We can look at the review paper by Richard, Bond, & Stokes-Zoota (2003) to see which effect sizes in law psychology are close to a Cohen’s d of 2, and find two that are slightly smaller. The first is the effect that a jury’s final verdict is likely to be the verdict a majority initially favored, which 13 studies show has an effect size of r = 0.63, or d = 1.62. The second is that when a jury is initially split on a verdict, its final verdict is likely to be lenient, which 13 studies show to have an effect size of r = .63 as well. In their entire database, some effect sizes that come close to d = 2 are the finding that personality traits are stable over time (r = 0.66, d = 1.76), people who deviate from a group are rejected from that group (r = .6, d = 1.5), or that leaders have charisma (r = .62, d = 1.58). You might notice the almost tautological nature of these effects. The biggest effect in their database is for ‘psychological ratings are reliable’ (r = .75, d = 2.26) – if we try to develop a reliable rating, it is pretty reliable. That is the type of effects that has a Cohen’s d of around 2: Tautologies. And that is, supposedly, the effect size that the passing of time (and subsequently eating lunch) has on parole hearing sentencings.

I think it is telling that most psychologists don’t seem to be able to recognize data patterns that are too large to be caused by psychological mechanisms. There are simply no plausible psychological effects that are strong enough to cause the data pattern in the hungry judges study. Implausibility is not a reason to completely dismiss empirical findings, but impossibility is. It is up to authors to interpret the effect size in their study, and to show the mechanism through which an effect that is impossibly large, becomes plausible. Without such an explanation, the finding should simply be dismissed.


  1. Your comment "our society would have organized itself around this incredibly strong effect" is important here. A lot of (social) psychology seems to be about chasing effects that are invisible to the naked eye, and were unknown to Plato or Shakespeare, yet apparently emerge the size of an elephant with a sufficiently clever protocol. But hey, when a Nobel Prize winner writes that "The results are not made up, nor are they statistical flukes. You have no choice but to accept that the major conclusions of these studies are true. More important, you must accept that they are true about you", who are ordinary mortals to deny the existence of the elephant?

    As for how this result came about: Stephen Senn had a guest post on Deborah Mayo's blog this last weekend (https://errorstatistics.com/2017/07/01/s-senn-fishing-for-fakes-with-fisher-guest-post/) from which I learned this phrase: "every statistician should always ask ‘how did I get to see what I see?’". It's very tempting to view all data as equal --- R or SPSS doesn't care where the numbers come from --- but it's very dangerous.

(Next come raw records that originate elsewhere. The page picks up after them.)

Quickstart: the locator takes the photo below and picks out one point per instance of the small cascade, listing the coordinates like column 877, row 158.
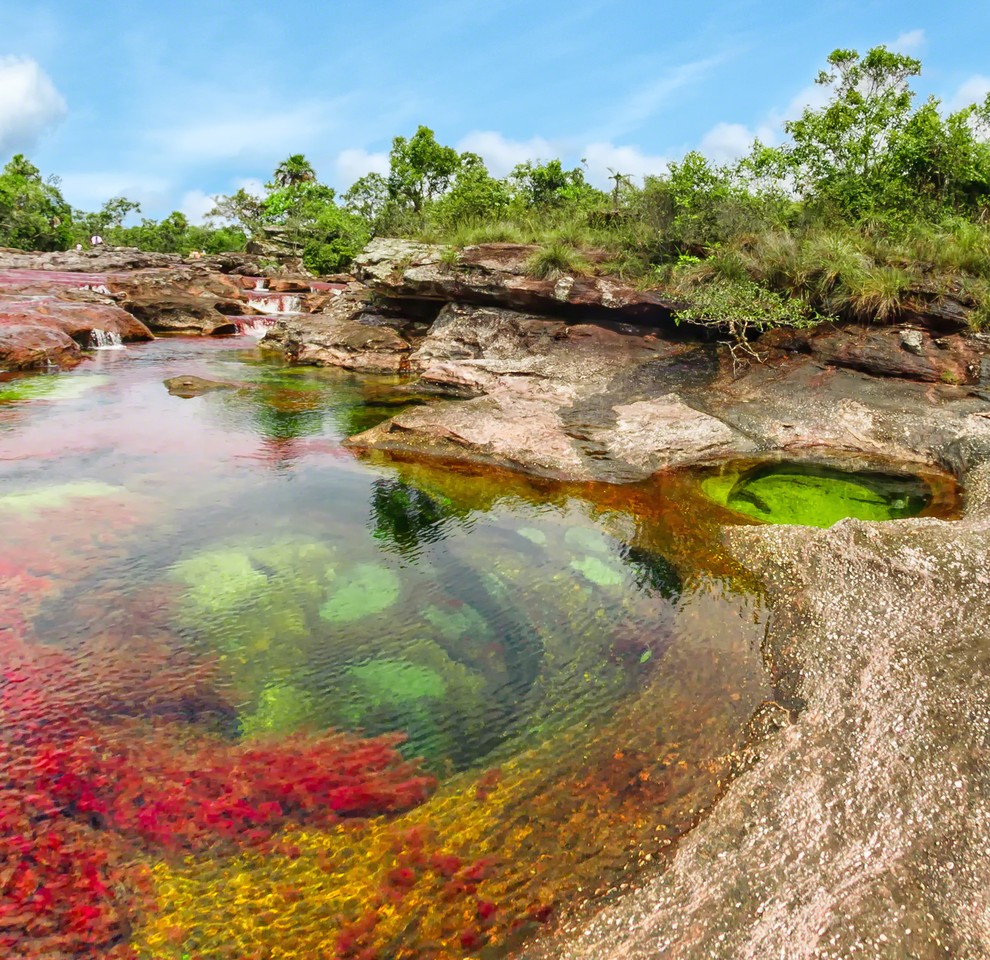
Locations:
column 253, row 326
column 275, row 303
column 105, row 340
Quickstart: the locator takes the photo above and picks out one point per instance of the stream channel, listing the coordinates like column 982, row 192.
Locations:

  2. Why spoze it's hunger? and why spoze hunger is a psychological effect? I don't know a thing about how common this alleged pattern is, nor have I read the source, but I doubt the order of cases is randomly selected. If I grade 2 or 3 sections of a class, I start with those most likely to be best/easiest.

    1. I agree; that seems to be the explanation that the Glöckner article (cited in the OP) considers as well, and finds evidence for via simulation.

  3. The Nature link is down for maintenance; sci-hub is up. There's some kind of lesson. With a huge effect size.

  4. Good post.

    The result also seems implausible from an evolutionary perspective. If mental acuity dropped so precipitously after a just few hours without eating, you wouldn't be able to hunt or find food in your debilitated state. How would we have survived this long?

  5. This comment has been removed by a blog administrator.